In the meantime, we present a number of coal mining companies worthy of consideration. Of this group, we favor Cloud Peak Energy (CLD). Cloud Peak Energy is a spin-off from Rio Tinto (RIO). The company is the third largest U.S. coal producer and a pure-play in the Powder River Basin mines in Wyoming and Montana.
Third quarter earnings came in higher than expectations due to strong demand. Production for 2011 seems about sold out and projections for 2012 and 2013 look good.
On metrics we think important, CLD appears to be undervalued. Cash return on invested capital is about 16.54%; EV to EBITDA is about 6X; EV/FCF is 6.6X and ROE is about 78%. The stock is trading down from the high end of its 52-week trading range.

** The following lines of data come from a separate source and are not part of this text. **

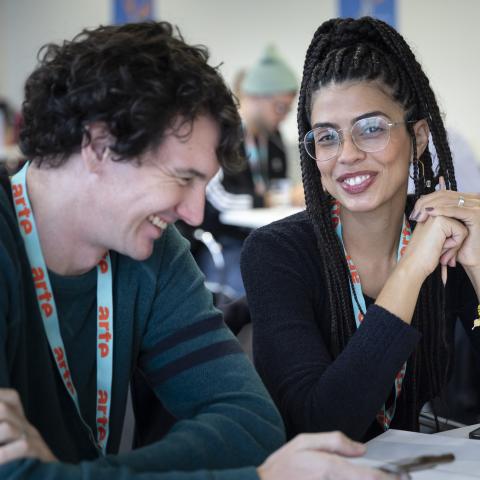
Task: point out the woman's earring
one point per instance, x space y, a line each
427 182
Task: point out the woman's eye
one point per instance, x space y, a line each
184 181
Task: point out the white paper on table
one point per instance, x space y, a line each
396 445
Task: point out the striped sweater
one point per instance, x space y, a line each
166 326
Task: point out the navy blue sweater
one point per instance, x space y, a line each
291 338
165 325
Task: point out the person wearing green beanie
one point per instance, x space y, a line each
266 92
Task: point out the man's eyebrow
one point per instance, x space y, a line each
190 172
375 113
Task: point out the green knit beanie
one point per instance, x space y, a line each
269 76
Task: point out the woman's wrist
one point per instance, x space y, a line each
474 276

Ticker | Company | Price | CFROI | EV/EBITDA | EV/FCF | EV/FCF to Sales Growth | ROE | Price 52W Range |
AHGP | Alliance Holdings GP, L.P. | 47.14 | 12.31 | 8.46 | 28.28 | 1.43 | 53.60 | 76.75 |
ARLP | Alliance Resource Partners, L. | 64.96 | n/a | n/a | n/a | n/a | 55.10 | 81.99 |
ANR | Alpha Natural Resources, Inc. | 55.22 | 8.47 | 10.95 | 20.32 | 0.27 | 4.00 | 64.41 |
ACI | Arch Coal, Inc. | 31.61 | 6.97 | 15.41 | 24.40 | 1.27 | 5.30 | 71.91 |
CLD | Cloud Peak Energy Inc. | 21.17 | 16.54 | 5.97 | 6.59 | 0.23 | 78.30 | 75.36 |
CNX | CONSOL Energy Inc. | 50.23 | 0.42 | 15.61 | 435.90 | 41.12 | 13.20 | 78.77 |
ICO | International Coal Group, Inc. | 8.25 | 5.71 | 19.29 | 27.58 | 27.58 | 1.30 | 73.42 |
JRCC | James River Coal Company | 21.50 | 3.35 | 6.32 | 37.47 | 16.29 | 36.00 | 55.94 |
MEE | Massey Energy Company | 52.71 | -0.12 | n/a | -1,391.71 | -1,265.19 | -4.20 | 82.34 |
NRP | Natural Resource Partners LP | 33.88 | 8.25 | 16.57 | 25.99 | 2.92 | 14.20 | 83.49 |
PCX | Patriot Coal Corporation | 23.18 | -2.89 | 21.50 | -44.98 | 12.85 | -4.30 | 76.29 |
BTU | Peabody Energy Corporation | 58.17 | 8.96 | 13.65 | 22.56 | 5.94 | 16.20 | 74.66 |
PVR | Penn Virginia Resource Partner | 27.41 | 10.98 | 12.98 | 16.95 | 0.56 | 12.00 | 91.10 |
WLT | Walter Energy, Inc. | 119.99 | 31.00 | 12.51 | 16.58 | 0.56 | 89.90 | 75.75 |
YZC | Yanzhou Coal Mining Co. (ADR) | 29.91 | -5.88 | 16.46 | -35.24 | 1.75 | 33.20 | 78.30 |
Disclosure: The author has no position in any company mentioned in this article and will not take a position within 72 hours of publication.